The dedicated mailing list will be small and restricted to technical discussants.

This topic was originally intended to be a sequence in Open Problems in Friendly AI, but further work produced something compacted beyond where it could be easily broken up into subposts.

Outline of contents:

1: Introduces the basic questions and the key quantitative issue of sustained reinvestable returns on cognitive investments.

2: Discusses the basic language for talking about the intelligence explosion, and argues that we should pursue this project by looking for underlying microfoundations, not by pursuing analogies to allegedly similar historical events.

3: Goes into detail on what I see as the main arguments for a fast intelligence explosion, constituting the bulk of the paper with the following subsections:

  • 3.1: What the fossil record actually tells us about returns on brain size, given that most of the difference between Homo sapiens and Australopithecus was probably improved software.

  • 3.2: How to divide credit for the human-chimpanzee performance gap between “humans are individually smarter than chimpanzees” and “the hominid transition involved a one-time qualitative gain from being able to accumulate knowledge”.

  • 3.3: How returns on speed (serial causal depth) contrast with returns from parallelism; how faster thought seems to contrast with more thought. Whether sensing and manipulating technologies are likely to present a bottleneck for faster thinkers, or how large of a bottleneck.

  • 3.4: How human populations seem to scale in problem-solving power; some reasons to believe that we scale inefficiently enough for it to be puzzling. Garry Kasparov’s chess match vs. The World, which Kasparov won.

  • 3.5: Some inefficiencies that might cumulate in an estimate of humanity’s net computational efficiency on a cognitive problem.

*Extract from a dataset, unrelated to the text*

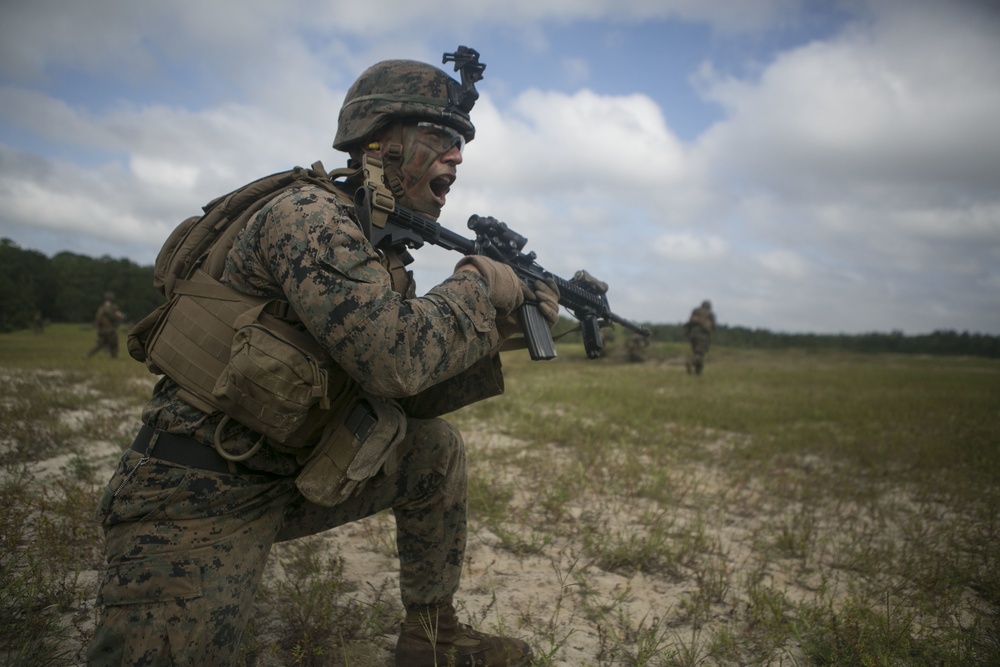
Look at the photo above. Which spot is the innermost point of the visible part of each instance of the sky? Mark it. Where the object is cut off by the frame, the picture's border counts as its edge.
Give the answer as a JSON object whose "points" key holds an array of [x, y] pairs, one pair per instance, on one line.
{"points": [[809, 167]]}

  • 3.6: What the anthropological record actually tells us about cognitive returns on cumulative selection pressure, given that selection pressures were probably increasing over the course of hominid history. How the observed history would be expected to look different, if there were in fact diminishing returns on cognition.

  • 3.7: How to relate the curves for evolutionary difficulty, human-engineering difficulty, and AI-engineering difficulty, considering that they are almost certainly different.

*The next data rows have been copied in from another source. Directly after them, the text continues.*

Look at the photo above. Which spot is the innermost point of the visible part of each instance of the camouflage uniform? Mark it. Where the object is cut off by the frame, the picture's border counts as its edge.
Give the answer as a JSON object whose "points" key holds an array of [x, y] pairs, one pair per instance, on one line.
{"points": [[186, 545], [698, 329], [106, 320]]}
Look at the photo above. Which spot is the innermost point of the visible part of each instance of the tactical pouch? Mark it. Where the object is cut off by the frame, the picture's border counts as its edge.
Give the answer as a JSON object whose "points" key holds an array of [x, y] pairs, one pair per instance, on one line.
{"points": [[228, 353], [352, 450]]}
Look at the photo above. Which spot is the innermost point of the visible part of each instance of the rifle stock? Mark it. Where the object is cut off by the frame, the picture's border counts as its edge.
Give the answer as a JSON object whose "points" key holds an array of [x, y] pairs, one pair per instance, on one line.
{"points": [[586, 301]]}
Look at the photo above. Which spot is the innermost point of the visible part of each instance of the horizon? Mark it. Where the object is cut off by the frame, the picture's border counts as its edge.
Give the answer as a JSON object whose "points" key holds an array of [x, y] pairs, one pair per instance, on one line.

  • 3.8: Correcting for anthropic bias in trying to estimate the intrinsic ‘difficulty ’of hominid-level intelligence just from observing that intelligence evolved here on Earth.

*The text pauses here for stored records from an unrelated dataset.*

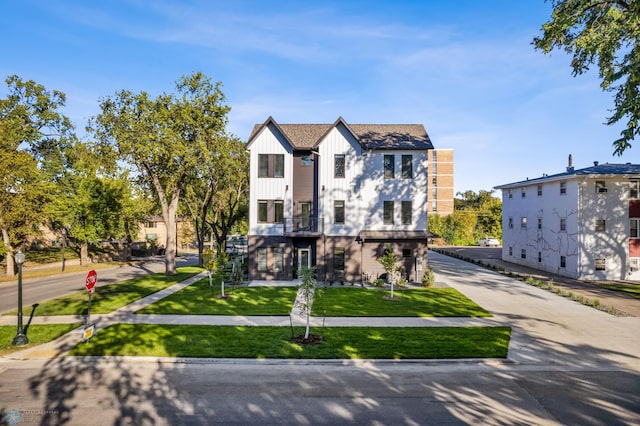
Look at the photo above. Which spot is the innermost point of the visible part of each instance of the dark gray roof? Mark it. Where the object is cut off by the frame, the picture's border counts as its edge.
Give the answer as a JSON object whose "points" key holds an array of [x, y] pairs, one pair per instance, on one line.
{"points": [[370, 136], [597, 170]]}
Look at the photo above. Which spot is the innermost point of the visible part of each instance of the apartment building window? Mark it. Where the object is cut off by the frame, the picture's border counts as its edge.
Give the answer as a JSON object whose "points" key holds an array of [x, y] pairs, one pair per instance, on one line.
{"points": [[278, 211], [634, 228], [601, 186], [262, 259], [407, 167], [271, 165], [388, 213], [263, 207], [339, 165], [338, 211], [406, 212], [338, 259], [389, 166], [278, 259], [634, 189]]}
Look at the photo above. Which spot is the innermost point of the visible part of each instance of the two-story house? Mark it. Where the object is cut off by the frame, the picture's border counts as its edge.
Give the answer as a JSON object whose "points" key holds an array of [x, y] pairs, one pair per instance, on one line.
{"points": [[582, 223], [332, 196]]}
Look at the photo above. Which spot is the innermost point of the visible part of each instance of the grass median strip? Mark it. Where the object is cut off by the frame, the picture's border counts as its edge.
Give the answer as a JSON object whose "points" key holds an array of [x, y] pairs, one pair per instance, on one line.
{"points": [[366, 302], [275, 342], [113, 296], [36, 333]]}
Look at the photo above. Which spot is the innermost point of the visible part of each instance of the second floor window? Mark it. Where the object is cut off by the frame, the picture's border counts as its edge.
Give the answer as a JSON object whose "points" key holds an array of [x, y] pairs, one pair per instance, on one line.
{"points": [[339, 163], [407, 167], [270, 165], [388, 213], [338, 211], [389, 166]]}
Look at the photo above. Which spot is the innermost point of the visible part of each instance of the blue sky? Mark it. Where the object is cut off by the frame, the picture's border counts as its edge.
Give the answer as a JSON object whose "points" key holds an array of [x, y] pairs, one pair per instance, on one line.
{"points": [[465, 69]]}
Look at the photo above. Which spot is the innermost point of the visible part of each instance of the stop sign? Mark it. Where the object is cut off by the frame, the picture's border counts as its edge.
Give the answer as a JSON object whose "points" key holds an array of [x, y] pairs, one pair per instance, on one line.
{"points": [[92, 279]]}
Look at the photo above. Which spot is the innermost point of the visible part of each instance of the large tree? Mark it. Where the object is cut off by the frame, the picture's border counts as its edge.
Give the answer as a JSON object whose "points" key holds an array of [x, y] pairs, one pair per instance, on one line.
{"points": [[167, 138], [32, 130], [606, 33]]}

  • 3.9: The question of whether to expect a ‘local’ (one-project) FOOM or ‘global’ (whole economy) FOOM and how returns on cognitive reinvestment interact with that.

  • 3.10: The great open uncertainty about the minimal conditions for starting a FOOM; why I. J. Good’s postulate of starting from ‘ultraintelligence’ is probably much too strong (sufficient, but very far above what is necessary).

  • 3.11: The enhanced probability of unknown unknowns in the scenario, since a smarter-than-human intelligence will selectively seek out and exploit flaws or gaps in our current knowledge.

4: A tentative methodology for formalizing theories of the intelligence explosion—a project of formalizing possible microfoundations and explicitly stating their alleged relation to historical experience, such that some possibilities can allegedly be falsified.

5: Which open sub-questions seem both high-value and possibly answerable.

6: Formally poses the Open Problem and mentions what it would take for MIRI itself to directly fund further work in this field.